Ms. Wilsher conceded that the slang term for the meeting area was used by certain employees, but said it was not an official name. In June, Anomaly’s executive chairman, Carl Johnson, sent an email to employees telling them to avoid “stupid, offensive slang for meeting areas.”
In Richmond, Va., the Martin Agency, known for its Geico commercials, tried to reinvent itself after its longtime chief creative officer, Joe Alexander, left in 2017 amid reports of an investigation into multiple accusations of sexual harassment. The agency brought on its first female chief creative officer, Karen Costello, and first female chief executive, Kristen Cavallo, in its 53-year history.
“Obviously, there is a need for a new direction,” Ms. Cavallo said in a statement at the time. The agency has since said that it closed the wage gap between male and female employees and doubled the number of women on its board.
Mr. Alexander, the departed executive, has fought back, filing defamation lawsuits naming, among others, the Martin Agency and Diet Madison Avenue, an Instagram account that posted anonymous reports of sexual misconduct in the industry.
As ad agencies try to shed their sexist legacies, they are under pressure from some major clients to have more diversity in their ad campaigns and on their staffs. At the same time, some women have said that routine exposure to sexist workplace behavior caused them to leave the business.
Karen Kaplan, the chief executive of Hill Holliday, an agency based in Boston that has worked for clients including Bank of America, said the industry would continue to lose talented women if it did not change.
“We lost a lot of talent because of equity issues, and they don’t want to deal with that behavior again,” Ms. Kaplan said. “If we want to get them back, we are going to have to be very sensitive to what drove them out of the business to begin with.”
More than 20 agencies have sought certification from the 3% Movement, an organization that rates advertising companies on factors like turnover ratio by gender, parent support services and depiction of gender in ad campaigns.

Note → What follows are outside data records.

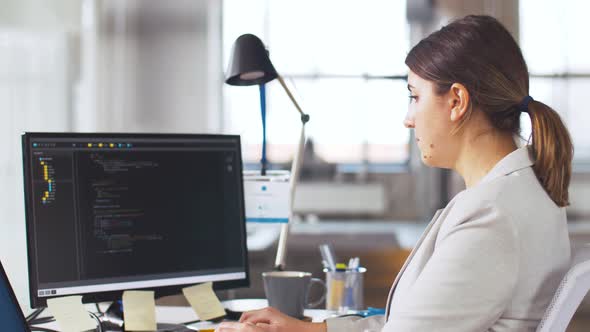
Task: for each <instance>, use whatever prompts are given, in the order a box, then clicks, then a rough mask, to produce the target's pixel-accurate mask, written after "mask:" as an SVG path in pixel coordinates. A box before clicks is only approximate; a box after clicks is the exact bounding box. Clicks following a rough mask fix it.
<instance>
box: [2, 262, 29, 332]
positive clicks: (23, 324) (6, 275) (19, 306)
mask: <svg viewBox="0 0 590 332" xmlns="http://www.w3.org/2000/svg"><path fill="white" fill-rule="evenodd" d="M0 278H2V282H3V283H4V284H5V285H6V291H7V292H8V296H9V297H10V300H11V301H12V303H13V304H14V306H15V310H16V311H17V315H18V316H19V317H18V318H19V320H20V321H21V324H22V326H23V328H24V331H27V332H29V331H31V330H30V328H29V324H27V319H26V318H25V315H24V313H23V311H22V309H21V307H20V304H19V303H18V299H17V297H16V294H15V293H14V289H13V288H12V285H11V284H10V280H9V279H8V275H7V274H6V270H4V266H2V262H0Z"/></svg>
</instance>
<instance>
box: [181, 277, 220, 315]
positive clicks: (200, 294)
mask: <svg viewBox="0 0 590 332" xmlns="http://www.w3.org/2000/svg"><path fill="white" fill-rule="evenodd" d="M182 293H183V294H184V297H186V299H187V300H188V303H190V305H191V307H193V310H194V311H195V312H196V313H197V316H199V319H200V320H209V319H212V318H217V317H221V316H225V309H223V306H222V305H221V302H219V299H218V298H217V295H215V292H213V284H212V283H211V282H206V283H203V284H200V285H196V286H191V287H186V288H183V289H182Z"/></svg>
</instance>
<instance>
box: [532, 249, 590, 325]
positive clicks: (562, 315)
mask: <svg viewBox="0 0 590 332" xmlns="http://www.w3.org/2000/svg"><path fill="white" fill-rule="evenodd" d="M589 290H590V245H588V244H587V245H585V246H584V247H582V248H581V249H580V250H579V251H578V252H577V253H576V257H575V258H574V260H573V263H572V266H571V268H570V269H569V271H568V272H567V273H566V275H565V276H564V277H563V279H562V280H561V283H560V284H559V287H558V288H557V291H556V292H555V295H554V296H553V299H552V300H551V303H549V307H547V310H546V311H545V314H544V315H543V319H542V320H541V323H539V326H538V327H537V332H564V331H565V330H566V328H567V326H568V325H569V323H570V321H571V319H572V317H573V316H574V313H575V312H576V310H577V309H578V306H579V305H580V303H581V302H582V300H583V299H584V296H586V294H587V293H588V291H589Z"/></svg>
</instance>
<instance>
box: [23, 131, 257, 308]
mask: <svg viewBox="0 0 590 332" xmlns="http://www.w3.org/2000/svg"><path fill="white" fill-rule="evenodd" d="M23 153H24V178H25V199H26V209H27V211H26V212H27V213H26V220H27V241H28V256H29V279H30V290H31V305H32V306H33V307H40V306H45V304H46V300H47V299H48V298H51V297H56V296H65V295H72V294H82V295H85V296H84V297H83V300H84V301H85V302H97V301H103V300H114V299H117V298H119V297H120V295H121V293H122V291H123V290H128V289H152V290H156V295H157V296H161V295H167V294H172V293H175V292H179V291H180V289H181V288H182V286H186V285H191V284H196V283H201V282H207V281H213V282H216V283H215V287H216V288H217V289H220V288H230V287H240V286H248V285H249V279H248V260H247V248H246V232H245V217H244V202H243V182H242V160H241V152H240V139H239V136H231V135H178V134H73V133H67V134H51V133H27V134H24V135H23Z"/></svg>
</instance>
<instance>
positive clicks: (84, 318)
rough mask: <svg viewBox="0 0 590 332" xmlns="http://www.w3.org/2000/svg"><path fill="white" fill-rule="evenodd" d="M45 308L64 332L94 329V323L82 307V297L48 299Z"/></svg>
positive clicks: (70, 296)
mask: <svg viewBox="0 0 590 332" xmlns="http://www.w3.org/2000/svg"><path fill="white" fill-rule="evenodd" d="M47 308H49V312H51V314H52V315H53V317H54V318H55V320H56V321H57V323H58V324H59V326H60V327H61V330H62V331H64V332H70V331H71V332H80V331H87V330H94V329H95V328H96V322H95V321H94V320H93V319H92V318H90V315H89V314H88V312H87V311H86V309H84V306H83V305H82V296H79V295H78V296H66V297H57V298H53V299H49V300H47Z"/></svg>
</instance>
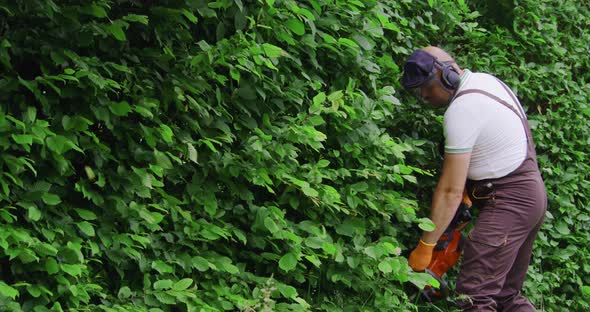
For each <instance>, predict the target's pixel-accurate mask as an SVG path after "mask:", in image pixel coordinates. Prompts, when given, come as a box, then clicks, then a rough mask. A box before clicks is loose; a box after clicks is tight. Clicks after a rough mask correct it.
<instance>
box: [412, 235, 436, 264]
mask: <svg viewBox="0 0 590 312" xmlns="http://www.w3.org/2000/svg"><path fill="white" fill-rule="evenodd" d="M434 246H436V243H434V244H428V243H426V242H424V241H423V240H420V242H419V243H418V246H416V248H414V250H413V251H412V253H411V254H410V258H408V264H409V265H410V267H411V268H412V269H413V270H414V271H417V272H420V271H424V270H425V269H426V268H427V267H428V265H429V264H430V260H432V251H433V250H434Z"/></svg>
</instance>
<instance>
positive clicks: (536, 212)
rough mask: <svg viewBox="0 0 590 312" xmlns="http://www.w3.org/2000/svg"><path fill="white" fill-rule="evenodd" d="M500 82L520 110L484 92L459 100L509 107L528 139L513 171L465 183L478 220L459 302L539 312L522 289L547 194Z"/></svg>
mask: <svg viewBox="0 0 590 312" xmlns="http://www.w3.org/2000/svg"><path fill="white" fill-rule="evenodd" d="M500 83H501V84H502V86H504V88H505V89H506V91H507V92H508V94H510V96H511V97H512V100H513V101H514V103H515V104H516V106H517V107H518V111H517V110H516V109H514V107H512V106H511V105H509V104H508V103H506V102H505V101H503V100H502V99H500V98H498V97H497V96H495V95H493V94H490V93H488V92H486V91H483V90H475V89H471V90H465V91H462V92H459V94H457V96H456V98H458V97H460V96H462V95H465V94H469V93H478V94H483V95H485V96H487V97H490V98H492V99H494V100H495V101H497V102H499V103H500V104H502V105H504V106H506V107H508V108H509V109H511V110H512V111H513V112H514V113H515V114H517V115H518V117H519V118H520V119H521V121H522V124H523V127H524V128H525V131H526V137H527V153H526V157H525V160H524V161H523V162H522V164H521V165H520V166H519V167H518V168H517V169H515V170H514V171H513V172H511V173H510V174H508V175H507V176H504V177H501V178H497V179H487V180H478V181H474V180H468V181H467V190H468V192H469V195H470V197H471V200H472V201H473V205H474V207H476V208H479V217H478V219H477V222H476V223H475V227H474V229H473V231H471V233H469V236H468V239H467V240H466V244H465V249H464V252H463V261H462V264H461V271H460V274H459V279H458V281H457V292H458V293H459V295H464V296H459V298H458V299H459V300H458V305H459V307H460V308H461V309H462V310H463V311H505V312H508V311H519V312H528V311H536V309H535V308H534V307H533V305H532V304H531V303H530V302H529V301H528V300H527V299H526V298H525V297H524V296H522V295H521V294H520V290H521V288H522V285H523V282H524V279H525V276H526V272H527V268H528V265H529V262H530V259H531V254H532V250H533V242H534V240H535V237H536V236H537V233H538V231H539V228H540V227H541V224H542V223H543V219H544V216H545V211H546V209H547V195H546V192H545V185H544V183H543V179H542V178H541V174H540V172H539V169H538V165H537V158H536V153H535V147H534V142H533V137H532V135H531V130H530V128H529V126H528V121H527V120H526V115H525V113H524V111H523V109H522V108H521V107H520V105H519V104H518V103H519V102H518V100H517V99H516V97H515V96H514V94H513V93H512V92H511V91H510V89H508V87H507V86H506V85H505V84H504V83H502V82H501V81H500ZM465 295H466V296H465Z"/></svg>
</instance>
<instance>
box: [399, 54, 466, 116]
mask: <svg viewBox="0 0 590 312" xmlns="http://www.w3.org/2000/svg"><path fill="white" fill-rule="evenodd" d="M462 73H463V71H462V70H461V68H459V66H458V65H457V63H456V62H455V60H454V59H453V58H452V57H451V56H450V55H449V54H448V53H447V52H445V51H444V50H442V49H441V48H438V47H432V46H429V47H425V48H423V49H420V50H416V51H414V53H412V55H410V57H409V58H408V60H407V61H406V63H405V64H404V74H403V76H402V79H401V82H402V85H403V86H404V87H405V88H406V89H416V90H417V92H418V94H419V95H420V97H421V98H422V99H423V100H424V101H426V102H428V103H430V104H431V105H432V106H434V107H441V106H445V105H447V104H449V102H450V101H451V99H452V97H453V95H454V94H455V91H456V90H457V88H458V87H459V82H460V75H461V74H462Z"/></svg>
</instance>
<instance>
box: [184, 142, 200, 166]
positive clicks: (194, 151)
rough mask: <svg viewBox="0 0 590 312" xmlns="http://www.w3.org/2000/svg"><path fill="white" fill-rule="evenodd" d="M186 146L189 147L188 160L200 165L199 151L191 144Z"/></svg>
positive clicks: (190, 143) (188, 148)
mask: <svg viewBox="0 0 590 312" xmlns="http://www.w3.org/2000/svg"><path fill="white" fill-rule="evenodd" d="M186 145H187V150H188V159H190V160H191V161H192V162H194V163H195V164H198V163H199V161H198V159H199V157H198V153H197V150H196V149H195V146H194V145H192V144H191V143H186Z"/></svg>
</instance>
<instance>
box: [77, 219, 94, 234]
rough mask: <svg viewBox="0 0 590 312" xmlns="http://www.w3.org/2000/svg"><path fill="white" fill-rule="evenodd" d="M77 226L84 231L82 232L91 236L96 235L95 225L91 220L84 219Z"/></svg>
mask: <svg viewBox="0 0 590 312" xmlns="http://www.w3.org/2000/svg"><path fill="white" fill-rule="evenodd" d="M76 226H78V228H79V229H80V231H82V233H84V234H86V235H88V236H90V237H93V236H94V235H96V234H95V233H94V226H92V224H91V223H89V222H86V221H83V222H80V223H77V224H76Z"/></svg>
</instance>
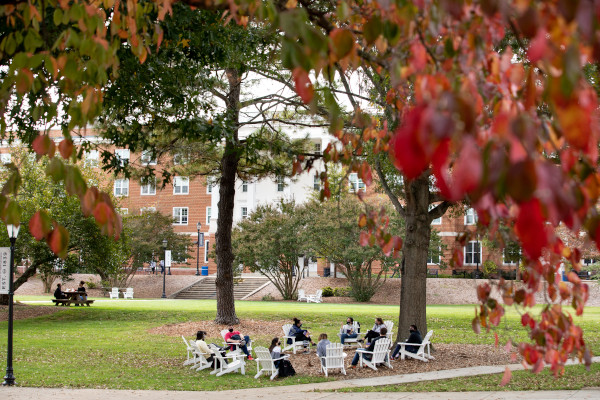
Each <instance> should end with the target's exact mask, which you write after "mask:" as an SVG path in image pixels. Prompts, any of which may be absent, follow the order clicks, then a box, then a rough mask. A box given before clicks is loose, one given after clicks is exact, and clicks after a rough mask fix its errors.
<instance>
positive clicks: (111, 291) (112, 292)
mask: <svg viewBox="0 0 600 400" xmlns="http://www.w3.org/2000/svg"><path fill="white" fill-rule="evenodd" d="M108 295H109V296H110V298H111V299H118V298H119V288H112V290H111V291H110V292H108Z"/></svg>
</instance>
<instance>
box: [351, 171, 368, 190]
mask: <svg viewBox="0 0 600 400" xmlns="http://www.w3.org/2000/svg"><path fill="white" fill-rule="evenodd" d="M348 183H349V186H350V193H356V192H358V191H359V190H363V191H364V190H365V183H364V182H363V181H362V179H358V174H357V173H356V172H353V173H351V174H350V176H349V177H348Z"/></svg>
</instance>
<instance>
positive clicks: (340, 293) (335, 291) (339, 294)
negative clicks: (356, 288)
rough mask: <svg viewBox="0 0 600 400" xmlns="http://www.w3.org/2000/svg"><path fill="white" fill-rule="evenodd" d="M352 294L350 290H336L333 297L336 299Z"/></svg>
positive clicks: (343, 289) (344, 296) (346, 288)
mask: <svg viewBox="0 0 600 400" xmlns="http://www.w3.org/2000/svg"><path fill="white" fill-rule="evenodd" d="M349 293H350V288H335V289H333V295H334V296H335V297H345V296H348V294H349Z"/></svg>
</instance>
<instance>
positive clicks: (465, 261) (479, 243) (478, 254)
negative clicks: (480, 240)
mask: <svg viewBox="0 0 600 400" xmlns="http://www.w3.org/2000/svg"><path fill="white" fill-rule="evenodd" d="M478 264H481V243H480V242H475V241H473V242H469V243H467V245H466V246H465V265H478Z"/></svg>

Only seven agencies have passed, according to Kat Gordon, the organization’s founder. But one metric has improved in the past decade, she said: The number of women in top executive roles has “seen a dramatic uptick.”
Deidre Smalls-Landau is one of them. In August, she became the chief marketing officer in the United States for the marketing and media agency UM, which has created ads for Hulu and BMW.
“I would not say it’s been easy — I’ve almost always been the only one,” she said of being a black woman in a heavily white and male industry. “And when you’re the only one, you develop a very tough skin.”
Recently, Ms. Smalls-Landau said, there has been a “concerted effort” to improve diversity in advertising. UM is now 65 percent female, with more than 40 percent of its senior roles filled by women.
“We need to create a culture of belonging, where you don’t feel like you’re tolerated, but celebrated,” she said.
Mara Lecocq, who has worked in advertising for 13 years, said she started a database of female advertising workers called Where Are the Boss Ladies after realizing that she had never had a female supervisor.
“Agencies are giving us diversity inclusion initiatives,” she said, “but in a meeting, men will still talk over you.”